Chereads / THE CEO Is MY ROMEO / Chapter 82 - WINE..

Chapter 82 - WINE..

Dihempaskannya tubuh di sofa depan Tv. Masih mengenakan Skinny Jeans dan blusnya, tas pun belum beralih tempat. Matanya tertutup.

Aira menyamankan diri. Kepalanya berputar. Sepulang dari makan makan dengan sahabatnya, Zii dan Adnan, dikedai favorit mereka, gadis itu berhenti di sebuah bar. Membeli sebotol wine, sama dengan yang biasa diminum Raave. Flashback on,

Sang bartender segera mengenalinya. Barangkali menyangka, Aira diminta sang CEO untuk membelikan. "Hanya Mr Raave yang suka dengan wine ini. Wine termahal! Just him. You are..?" si Peracik minuman menatap Aira dalam.

"I'm his friend. Dimintai tolong membelikan ini untuknya."jawab Aira, mantap. Tersenyum misterius. Membuat si Bartender nampaknya agak linglung.

Usai mendapatkan Wine nya.
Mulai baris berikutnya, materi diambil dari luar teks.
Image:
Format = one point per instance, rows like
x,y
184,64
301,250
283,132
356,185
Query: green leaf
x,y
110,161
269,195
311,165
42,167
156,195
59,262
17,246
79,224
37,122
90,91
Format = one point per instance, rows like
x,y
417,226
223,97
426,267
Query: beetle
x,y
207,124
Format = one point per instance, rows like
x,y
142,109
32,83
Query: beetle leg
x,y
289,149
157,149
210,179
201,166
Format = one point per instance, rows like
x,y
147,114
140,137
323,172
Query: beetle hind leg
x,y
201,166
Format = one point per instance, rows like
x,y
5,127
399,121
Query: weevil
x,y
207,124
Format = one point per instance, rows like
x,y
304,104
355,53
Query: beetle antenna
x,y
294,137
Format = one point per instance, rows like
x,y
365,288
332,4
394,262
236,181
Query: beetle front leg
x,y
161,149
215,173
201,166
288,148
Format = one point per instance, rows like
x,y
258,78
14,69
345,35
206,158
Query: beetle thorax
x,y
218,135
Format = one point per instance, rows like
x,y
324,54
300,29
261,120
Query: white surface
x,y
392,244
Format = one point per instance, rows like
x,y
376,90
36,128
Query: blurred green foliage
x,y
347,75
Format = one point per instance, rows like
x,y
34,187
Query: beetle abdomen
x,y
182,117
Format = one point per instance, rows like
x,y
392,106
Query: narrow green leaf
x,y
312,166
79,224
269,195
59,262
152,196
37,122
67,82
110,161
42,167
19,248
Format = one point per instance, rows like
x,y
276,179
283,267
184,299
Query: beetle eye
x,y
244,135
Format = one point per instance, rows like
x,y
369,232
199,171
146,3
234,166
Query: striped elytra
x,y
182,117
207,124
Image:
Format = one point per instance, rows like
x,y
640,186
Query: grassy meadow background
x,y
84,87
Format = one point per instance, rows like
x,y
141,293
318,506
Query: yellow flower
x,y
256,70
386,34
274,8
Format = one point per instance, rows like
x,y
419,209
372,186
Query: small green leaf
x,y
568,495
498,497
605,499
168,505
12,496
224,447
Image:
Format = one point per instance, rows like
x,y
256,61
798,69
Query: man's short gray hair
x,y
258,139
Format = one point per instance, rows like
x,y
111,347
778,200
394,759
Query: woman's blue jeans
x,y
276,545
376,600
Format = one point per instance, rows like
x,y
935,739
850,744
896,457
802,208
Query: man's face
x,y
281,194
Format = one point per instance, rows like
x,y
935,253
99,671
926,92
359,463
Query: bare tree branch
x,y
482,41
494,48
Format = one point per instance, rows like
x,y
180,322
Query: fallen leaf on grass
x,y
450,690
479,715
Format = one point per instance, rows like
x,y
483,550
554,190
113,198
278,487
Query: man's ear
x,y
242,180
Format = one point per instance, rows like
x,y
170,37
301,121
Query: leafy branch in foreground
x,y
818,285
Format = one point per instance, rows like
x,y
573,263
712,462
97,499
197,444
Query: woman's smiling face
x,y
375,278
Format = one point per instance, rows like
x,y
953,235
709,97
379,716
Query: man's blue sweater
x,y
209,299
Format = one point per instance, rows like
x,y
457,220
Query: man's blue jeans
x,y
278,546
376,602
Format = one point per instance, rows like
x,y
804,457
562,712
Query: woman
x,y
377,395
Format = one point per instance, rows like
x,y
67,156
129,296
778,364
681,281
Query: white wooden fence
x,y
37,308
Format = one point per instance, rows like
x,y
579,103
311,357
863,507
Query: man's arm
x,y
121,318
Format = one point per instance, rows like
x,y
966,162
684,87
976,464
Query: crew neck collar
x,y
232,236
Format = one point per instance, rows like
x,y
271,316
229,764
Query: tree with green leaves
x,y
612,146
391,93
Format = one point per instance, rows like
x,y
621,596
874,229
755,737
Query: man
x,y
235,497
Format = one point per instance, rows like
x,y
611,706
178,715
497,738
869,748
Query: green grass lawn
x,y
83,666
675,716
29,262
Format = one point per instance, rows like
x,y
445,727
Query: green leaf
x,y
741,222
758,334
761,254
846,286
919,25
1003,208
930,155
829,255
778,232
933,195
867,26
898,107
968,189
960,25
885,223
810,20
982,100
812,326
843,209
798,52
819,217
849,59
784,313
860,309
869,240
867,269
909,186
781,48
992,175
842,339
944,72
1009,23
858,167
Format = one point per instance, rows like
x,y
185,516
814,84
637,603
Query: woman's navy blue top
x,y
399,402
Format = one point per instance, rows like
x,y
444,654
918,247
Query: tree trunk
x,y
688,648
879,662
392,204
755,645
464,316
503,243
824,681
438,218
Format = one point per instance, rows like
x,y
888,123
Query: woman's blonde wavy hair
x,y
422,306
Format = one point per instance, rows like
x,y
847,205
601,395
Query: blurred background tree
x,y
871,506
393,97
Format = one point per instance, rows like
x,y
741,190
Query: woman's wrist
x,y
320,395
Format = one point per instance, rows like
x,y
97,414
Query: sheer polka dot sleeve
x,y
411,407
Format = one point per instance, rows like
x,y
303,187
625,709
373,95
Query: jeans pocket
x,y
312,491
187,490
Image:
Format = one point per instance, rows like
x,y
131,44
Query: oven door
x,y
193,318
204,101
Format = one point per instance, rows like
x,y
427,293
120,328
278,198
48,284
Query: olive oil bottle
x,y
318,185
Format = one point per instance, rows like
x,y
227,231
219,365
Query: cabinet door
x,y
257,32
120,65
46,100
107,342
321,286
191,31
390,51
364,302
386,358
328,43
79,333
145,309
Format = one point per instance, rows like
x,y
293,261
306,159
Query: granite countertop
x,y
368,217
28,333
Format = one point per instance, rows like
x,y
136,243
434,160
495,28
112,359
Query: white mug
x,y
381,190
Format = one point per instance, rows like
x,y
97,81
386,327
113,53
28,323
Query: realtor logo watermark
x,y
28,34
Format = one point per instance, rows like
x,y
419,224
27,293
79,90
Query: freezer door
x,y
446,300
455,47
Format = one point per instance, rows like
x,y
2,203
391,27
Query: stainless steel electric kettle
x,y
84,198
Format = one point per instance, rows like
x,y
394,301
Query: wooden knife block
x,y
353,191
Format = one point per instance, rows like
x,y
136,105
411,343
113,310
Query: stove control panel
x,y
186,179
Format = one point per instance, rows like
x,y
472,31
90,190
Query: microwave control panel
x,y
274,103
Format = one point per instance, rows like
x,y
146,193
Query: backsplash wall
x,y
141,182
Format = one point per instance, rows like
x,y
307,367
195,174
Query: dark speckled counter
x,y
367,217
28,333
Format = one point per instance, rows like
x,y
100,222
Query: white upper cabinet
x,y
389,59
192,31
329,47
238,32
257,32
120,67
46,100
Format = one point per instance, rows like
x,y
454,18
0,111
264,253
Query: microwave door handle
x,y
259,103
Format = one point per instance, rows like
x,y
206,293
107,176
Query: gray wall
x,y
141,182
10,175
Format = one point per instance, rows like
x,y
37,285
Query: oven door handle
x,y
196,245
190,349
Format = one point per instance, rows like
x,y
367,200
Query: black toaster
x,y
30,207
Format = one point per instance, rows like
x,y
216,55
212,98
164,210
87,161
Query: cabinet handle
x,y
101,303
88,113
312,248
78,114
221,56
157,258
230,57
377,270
Aira segera pergi dari sana.

Dalam perjalanan, Ia membatin kagum. 'Jangan-jangan semua Bartender di Surabaya ini mengenal Raave dengan baik. Benar-benar orang penting!'

Gadis itu berhenti di sebuah taman, masih di dalam mobil, Ia raih botol wine, membuka sumbatnya. Menyesap aromanya. Kemudian mulai merasakan minuman beralkohol itu membasahi mulut, lidah, turun ke tenggorokan.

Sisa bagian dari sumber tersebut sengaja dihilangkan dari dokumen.